On top of all of that, one of Dart’s most redeeming qualities as a team leader is that he looks inward after failures.
“We had two hard losses to LSU and Florida, and what stood out after both games — because I sat next to him on the plane — is how hard he takes it and how personally he takes it, the feeling of letting people down,” Judge said. “It’s not ‘this person screwed this up’ or ‘oh well.’ It’s, ‘What can I do better? What can I fix? He’s very hard on himself.”
These are all rave reviews of the Giants’ new quarterback from a former Giants head coach who would have every reason not to endorse or show excitement for New York’s next chapter.
But Judge is showing no awkwardness or bitterness about it. If anything, he said he happy for both Dart and the Giants’ fans, because he believes they will be a good match.
“I’m always gonna pull for him,” Judge said of Dart becoming a Giant. “You care about him so much, you want him to succeed and do well. And there’s players on that team I feel the same way about.”
“I’m glad Andrew Thomas and those guys have had success and gotten bigger contracts and want them to have long careers,” he continued. “So anything he can do up there and anyway I can help him, I’m there for him. I do think it’s pretty cool he can play for a cool fanbase.”
Judge said Giants fans “are going to like how he competes, the toughness he plays with, playing through injuries and not wanting to come out of games — things the New York fans that I’ve been around respond to.”
And he said Dart “will be fine” handling the spotlight in the Big Apple.
“It’s important for any player to learn the league and get a support structure around him, which he has,” he said. “He has a great family, coaches in his past and coaches on that [Giants] staff now.
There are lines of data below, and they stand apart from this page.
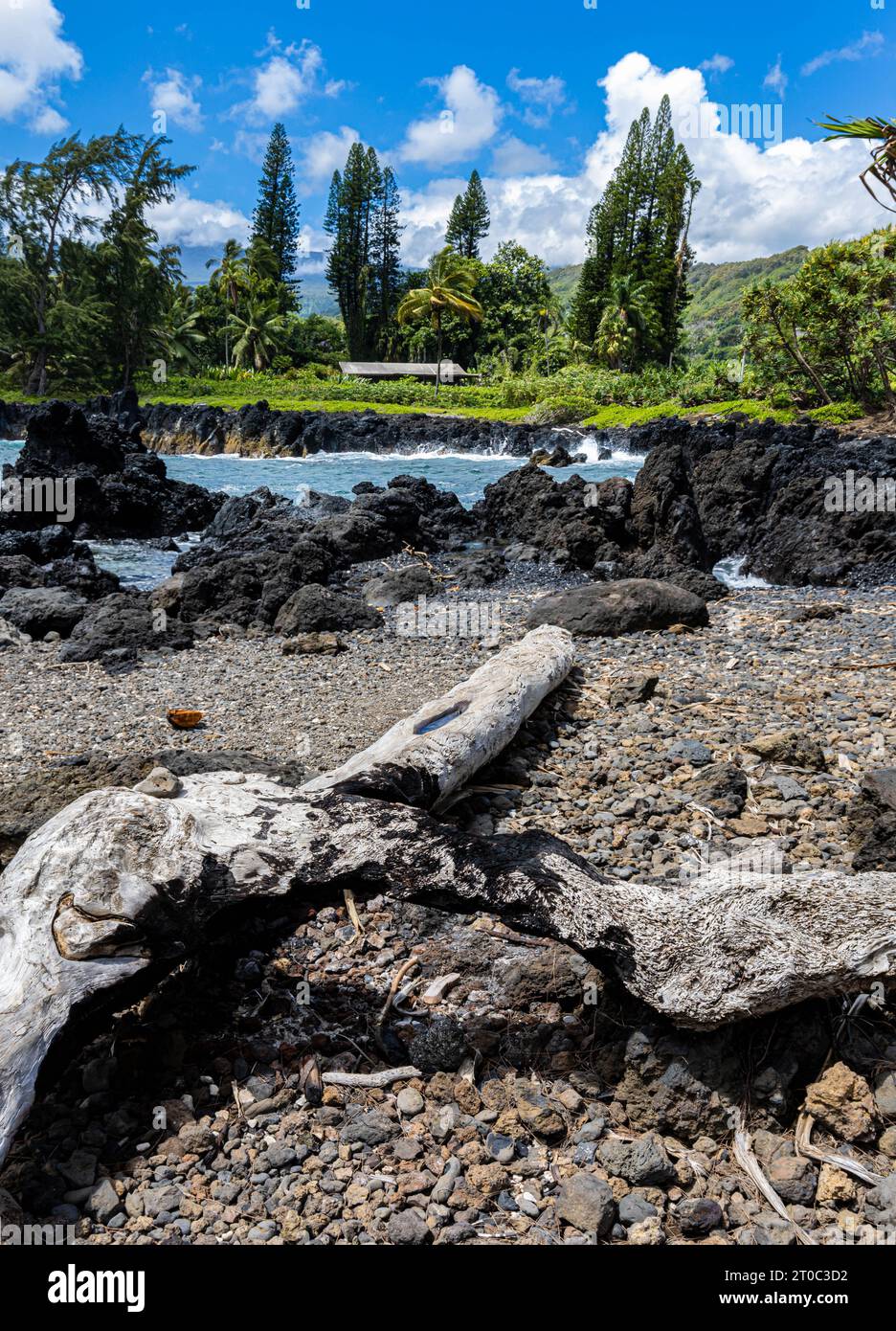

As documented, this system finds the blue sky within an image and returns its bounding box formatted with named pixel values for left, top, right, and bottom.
left=0, top=0, right=896, bottom=272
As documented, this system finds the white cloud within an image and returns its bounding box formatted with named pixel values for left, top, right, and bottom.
left=698, top=52, right=733, bottom=76
left=0, top=0, right=84, bottom=125
left=143, top=69, right=205, bottom=134
left=152, top=191, right=250, bottom=245
left=31, top=106, right=68, bottom=134
left=763, top=56, right=790, bottom=97
left=402, top=52, right=882, bottom=265
left=507, top=69, right=566, bottom=127
left=491, top=134, right=556, bottom=175
left=231, top=32, right=331, bottom=123
left=800, top=32, right=884, bottom=75
left=233, top=129, right=270, bottom=165
left=297, top=125, right=361, bottom=188
left=398, top=65, right=502, bottom=167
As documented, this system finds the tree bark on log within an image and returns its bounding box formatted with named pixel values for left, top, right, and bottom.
left=0, top=628, right=896, bottom=1161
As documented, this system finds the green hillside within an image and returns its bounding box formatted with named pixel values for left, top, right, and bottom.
left=549, top=245, right=808, bottom=358
left=684, top=245, right=808, bottom=357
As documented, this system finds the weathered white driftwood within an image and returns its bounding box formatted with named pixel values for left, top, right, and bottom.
left=302, top=625, right=575, bottom=809
left=0, top=628, right=896, bottom=1160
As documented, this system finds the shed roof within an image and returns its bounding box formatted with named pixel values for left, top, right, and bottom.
left=340, top=361, right=467, bottom=379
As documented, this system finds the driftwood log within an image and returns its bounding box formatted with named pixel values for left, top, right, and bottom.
left=0, top=627, right=896, bottom=1162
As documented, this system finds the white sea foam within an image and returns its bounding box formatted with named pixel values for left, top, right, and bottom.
left=712, top=555, right=774, bottom=591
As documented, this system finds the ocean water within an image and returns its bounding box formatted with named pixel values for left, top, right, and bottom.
left=0, top=431, right=644, bottom=587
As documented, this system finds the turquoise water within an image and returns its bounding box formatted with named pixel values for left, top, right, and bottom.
left=0, top=433, right=644, bottom=587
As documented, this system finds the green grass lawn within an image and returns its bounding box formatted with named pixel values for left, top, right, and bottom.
left=11, top=392, right=862, bottom=430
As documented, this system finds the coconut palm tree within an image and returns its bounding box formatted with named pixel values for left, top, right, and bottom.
left=595, top=274, right=655, bottom=370
left=398, top=245, right=482, bottom=400
left=538, top=291, right=563, bottom=378
left=229, top=291, right=286, bottom=370
left=818, top=116, right=896, bottom=213
left=205, top=241, right=248, bottom=365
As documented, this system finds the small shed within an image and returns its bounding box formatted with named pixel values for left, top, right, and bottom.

And Jaxson’s really mentally tough.”
That’s how Dart handled Thursday night’s buildup at his draft party, too, Judge said: maturely.
In the middle of all the family and friends congregating and supporting Dart in their own way, the Ole Miss crew eventually congregated at that back table and sat together for about an hour from around pick 12 on.
They discussed teams’ strategies and movements and eyed where Dart would ultimately land. Then, New York traded up and the Giants called their new quarterback as he sat inches away from a former Giants head coach. And Judge knew they’d gotten a good one.
“He just handled everything like Jaxson,” Judge said. “Very even keel smile on his face all night. Then all of a sudden when the draft name gets called, things change pretty fast. The phone rings. And he’s up.”